This option only works for users who are authenticated to the host product. If the user isn’t authenticated, the images will not load, as the requests will remain unauthenticated.

Issues when fetching list of emojis

To render emojis in your app, internal APIs are used to access the list of emojis available. We’ve allow-listed the following:

  • api.atlassian.com/gateway/api/emoji/ for fetch.client to list emojis
  • pf-emoji-service--cdn.us-east-1.prod.public.atl-paas.net to fetch emojis

However, if the API for getting the list of emojis is accessed using tenant-host (for example, https://my-tenant.atlassian.net/gateway/api/emoji/, this may be blocked by the C0RS policy. As a workaround, we recommend using the allow-listed domain api.atlassian.com/gateway/api/emoji/ to fetch the list of emojis.
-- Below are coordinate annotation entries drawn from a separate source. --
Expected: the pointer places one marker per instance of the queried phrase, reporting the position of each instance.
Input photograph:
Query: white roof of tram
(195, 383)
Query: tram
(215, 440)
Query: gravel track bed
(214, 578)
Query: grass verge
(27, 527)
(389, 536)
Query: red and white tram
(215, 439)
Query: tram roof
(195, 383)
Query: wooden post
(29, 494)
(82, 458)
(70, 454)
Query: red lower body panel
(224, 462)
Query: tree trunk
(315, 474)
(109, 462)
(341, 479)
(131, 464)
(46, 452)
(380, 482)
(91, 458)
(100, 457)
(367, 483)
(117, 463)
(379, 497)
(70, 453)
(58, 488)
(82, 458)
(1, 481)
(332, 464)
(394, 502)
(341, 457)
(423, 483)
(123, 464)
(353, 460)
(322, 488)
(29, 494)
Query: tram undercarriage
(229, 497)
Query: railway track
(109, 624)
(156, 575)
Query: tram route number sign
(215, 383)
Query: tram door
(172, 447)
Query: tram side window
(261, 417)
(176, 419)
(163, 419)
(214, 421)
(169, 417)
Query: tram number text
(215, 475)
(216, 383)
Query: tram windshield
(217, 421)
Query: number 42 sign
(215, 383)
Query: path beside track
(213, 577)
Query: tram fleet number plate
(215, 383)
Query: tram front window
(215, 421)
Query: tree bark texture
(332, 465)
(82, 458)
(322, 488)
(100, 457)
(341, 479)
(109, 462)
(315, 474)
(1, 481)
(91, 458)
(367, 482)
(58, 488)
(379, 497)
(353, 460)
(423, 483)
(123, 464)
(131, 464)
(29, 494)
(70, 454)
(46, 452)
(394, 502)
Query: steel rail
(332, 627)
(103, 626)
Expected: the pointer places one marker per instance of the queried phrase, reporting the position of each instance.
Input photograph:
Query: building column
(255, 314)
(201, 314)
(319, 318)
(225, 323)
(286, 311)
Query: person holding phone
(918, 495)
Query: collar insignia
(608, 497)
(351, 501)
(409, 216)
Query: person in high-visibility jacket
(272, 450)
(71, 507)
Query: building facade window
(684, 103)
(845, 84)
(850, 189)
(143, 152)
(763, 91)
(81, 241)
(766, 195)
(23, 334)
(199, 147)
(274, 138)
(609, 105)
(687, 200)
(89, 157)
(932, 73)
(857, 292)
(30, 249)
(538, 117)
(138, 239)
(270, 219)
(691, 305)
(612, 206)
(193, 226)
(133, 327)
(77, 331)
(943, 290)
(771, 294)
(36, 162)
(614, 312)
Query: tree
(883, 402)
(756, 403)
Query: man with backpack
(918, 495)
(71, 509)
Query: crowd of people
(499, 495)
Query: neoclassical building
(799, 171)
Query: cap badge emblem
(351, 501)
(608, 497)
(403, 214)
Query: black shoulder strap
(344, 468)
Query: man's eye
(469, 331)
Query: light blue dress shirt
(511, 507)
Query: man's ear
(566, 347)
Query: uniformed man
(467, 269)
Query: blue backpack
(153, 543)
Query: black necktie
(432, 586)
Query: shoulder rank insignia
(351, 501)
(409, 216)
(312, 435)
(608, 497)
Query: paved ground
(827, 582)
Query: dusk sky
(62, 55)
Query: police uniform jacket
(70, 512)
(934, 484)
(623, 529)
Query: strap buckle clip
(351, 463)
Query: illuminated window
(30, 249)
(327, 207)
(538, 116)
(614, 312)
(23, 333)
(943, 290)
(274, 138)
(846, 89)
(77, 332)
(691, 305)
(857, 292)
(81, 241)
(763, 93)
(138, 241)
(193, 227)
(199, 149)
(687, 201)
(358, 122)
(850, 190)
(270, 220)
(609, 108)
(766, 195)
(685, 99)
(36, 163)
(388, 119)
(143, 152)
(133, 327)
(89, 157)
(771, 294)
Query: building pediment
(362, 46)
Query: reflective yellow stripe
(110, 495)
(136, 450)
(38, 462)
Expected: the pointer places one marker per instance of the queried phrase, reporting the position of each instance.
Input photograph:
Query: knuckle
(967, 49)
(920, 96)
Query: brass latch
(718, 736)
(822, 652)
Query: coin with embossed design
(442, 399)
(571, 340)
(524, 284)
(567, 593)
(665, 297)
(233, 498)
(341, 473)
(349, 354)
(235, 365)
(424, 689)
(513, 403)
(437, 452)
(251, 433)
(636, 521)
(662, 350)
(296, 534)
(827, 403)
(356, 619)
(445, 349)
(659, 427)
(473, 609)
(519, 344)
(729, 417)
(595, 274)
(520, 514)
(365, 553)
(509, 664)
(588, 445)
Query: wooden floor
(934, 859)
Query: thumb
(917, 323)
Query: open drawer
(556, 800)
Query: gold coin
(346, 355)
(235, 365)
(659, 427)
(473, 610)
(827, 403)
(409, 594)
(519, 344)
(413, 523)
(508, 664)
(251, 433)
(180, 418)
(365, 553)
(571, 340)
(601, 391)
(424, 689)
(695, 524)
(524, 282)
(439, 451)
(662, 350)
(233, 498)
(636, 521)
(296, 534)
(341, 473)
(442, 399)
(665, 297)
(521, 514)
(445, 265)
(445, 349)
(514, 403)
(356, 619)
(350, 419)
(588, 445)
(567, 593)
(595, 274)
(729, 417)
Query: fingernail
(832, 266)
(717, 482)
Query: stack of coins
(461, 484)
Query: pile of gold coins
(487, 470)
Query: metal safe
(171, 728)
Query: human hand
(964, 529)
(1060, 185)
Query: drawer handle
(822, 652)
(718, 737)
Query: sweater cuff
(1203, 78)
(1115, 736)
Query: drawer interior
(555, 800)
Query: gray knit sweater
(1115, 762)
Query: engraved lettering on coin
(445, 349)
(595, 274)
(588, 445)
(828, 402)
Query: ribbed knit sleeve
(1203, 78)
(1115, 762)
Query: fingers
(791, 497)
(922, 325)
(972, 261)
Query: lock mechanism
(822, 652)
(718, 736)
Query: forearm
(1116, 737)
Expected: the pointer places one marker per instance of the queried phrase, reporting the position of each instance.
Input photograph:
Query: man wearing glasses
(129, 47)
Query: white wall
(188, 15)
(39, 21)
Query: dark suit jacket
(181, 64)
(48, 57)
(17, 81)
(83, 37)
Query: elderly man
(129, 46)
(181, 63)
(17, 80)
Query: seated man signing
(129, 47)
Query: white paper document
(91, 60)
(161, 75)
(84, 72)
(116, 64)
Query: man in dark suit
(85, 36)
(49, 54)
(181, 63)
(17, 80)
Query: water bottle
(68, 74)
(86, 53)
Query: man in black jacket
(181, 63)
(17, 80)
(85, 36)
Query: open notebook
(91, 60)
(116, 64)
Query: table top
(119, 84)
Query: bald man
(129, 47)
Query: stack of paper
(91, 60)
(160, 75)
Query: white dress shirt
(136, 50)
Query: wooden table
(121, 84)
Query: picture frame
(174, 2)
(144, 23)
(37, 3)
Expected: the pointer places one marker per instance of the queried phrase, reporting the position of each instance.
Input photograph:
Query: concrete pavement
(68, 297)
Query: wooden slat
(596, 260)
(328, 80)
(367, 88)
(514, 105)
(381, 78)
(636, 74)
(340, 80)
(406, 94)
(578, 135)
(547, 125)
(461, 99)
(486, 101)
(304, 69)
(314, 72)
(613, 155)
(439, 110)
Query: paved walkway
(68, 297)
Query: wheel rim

Issues when running the app using Forge tunnel

When running the app using Forge tunnel, some of the default allow-listed domains might not work. This means that some CSP policies are breaking during the tunnel experience, as the hostname is not matching the allowed value. Though we don’t have a fix for this at the moment, the team is aware of this particular limitation.

We also release updates to the Forge tunnel along with the Forge CLI release. This means there may be delays in any behavior updates between deployed Custom UI apps (which gets platform code changes instantly) and the tunnel experience (which requires a new version of the CLI to be released).